Last month, I digitally de-cluttered my email queue of unwanted mailing lists, and deleted social media accounts. I kept Facebook, as a necessary evil, because of organizational pages.
Well, Facebook has pushed me too far.
Recently, I found Facebook instituted a category in your account settings called “Off-Facebook Activity.” This is a complete, absolute and unacceptable abuse of privacy.
This section collects your internet activity and receives your purchase information from other websites such as banking, shopping — among others.
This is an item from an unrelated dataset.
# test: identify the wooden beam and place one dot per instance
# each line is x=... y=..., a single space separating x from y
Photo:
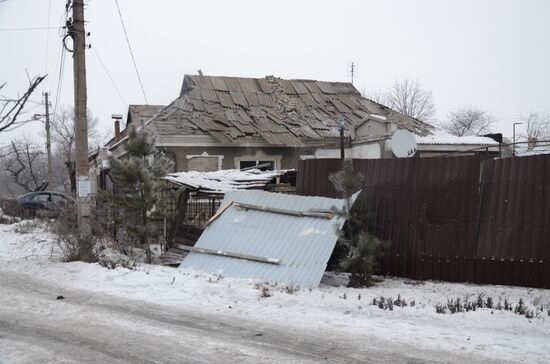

They had collected my bank and website purchase data from before Thanksgiving.
With most social media sites, we log in, browse, react, comment, etc., and never really look deeper at the settings and categories the application continues to quietly build.
In Facebook, under Account — select Settings & Privacy, choose Settings, select Your Facebook Information, and find the Off-Facebook Activity link.
From here, you can first marvel at everything they have collected on you, then delete the collected history; and finally turn off future collections of your internet data.
Next, take a long look at the Access Your Information section. It will display a gallery of categories pertaining to every post, photo, video, comment, likes, reactions, friends, stories, messages, groups, events, profile information, following/follower data since you first signed up. The Information About You section is another collection of businesses, search history, location data, About You, security, log-in information, topics you view, voice recording, and voice transcripts if you uploaded a video. There is a link to request a full download report on your activity.
Back in my days as an intelligence analyst, these are the same categories of data we used to create target dossiers for individuals of interest.
Silence is consent. Even though my information resides on their servers for eternity, I will dump Facebook and put a stop to their abusive/intrusive policies.
Ditching an application I no longer value leads me to a fantastic show I found on Netflix called, “The Minimalists – Less is Now.”
The show stars Johua Fields Millburn and Ryan Nicodemus as the Minimalists – two guys who became fast friends in the fifth grade, lived through hard family situations and poverty.
The show co-stars Dave Ramsey (“The Total Money “), Annie Leonard (executive director of Greenpeace), T.K. Coleman (director, Foundation for Economic Education), Edwin McManus (founder, MOSAIC) and Dr. Denaye Barahona (founder, Simple Families).
For reference, minimalism is the intentional promotion of the things we most value and the removal of anything that distracts us from it.
Together, the cast provides experience and expert advice to answer the question, “How might your life be better with less?”
On average, when it comes to possessions — as you get more space, you get more stuff. As you get more stuff, you need more space — which leads to garages, basement and storage units full of forgotten excess.
This 53-minute show is packed with incredible material, statistics, examples of how we are manipulated consumers and reasons why we should minimize the non-essential items to focus on the essential time and people in our lives.
There are many internet sites with guides to de-cluttering your home and lifestyle. To begin, though, you must identify your values and how your possessions support/reflect those values. Once identified, you can go through your treasure trove and categorize your belongings as essential, non-essential or junk.
As the minimalists say, “We aren’t hoarders. We just hang on to a lifetime of collected memories.”
We are currently decluttering utilizing three criteria questions: Is this essential? Is this necessary? Will this add value to my life?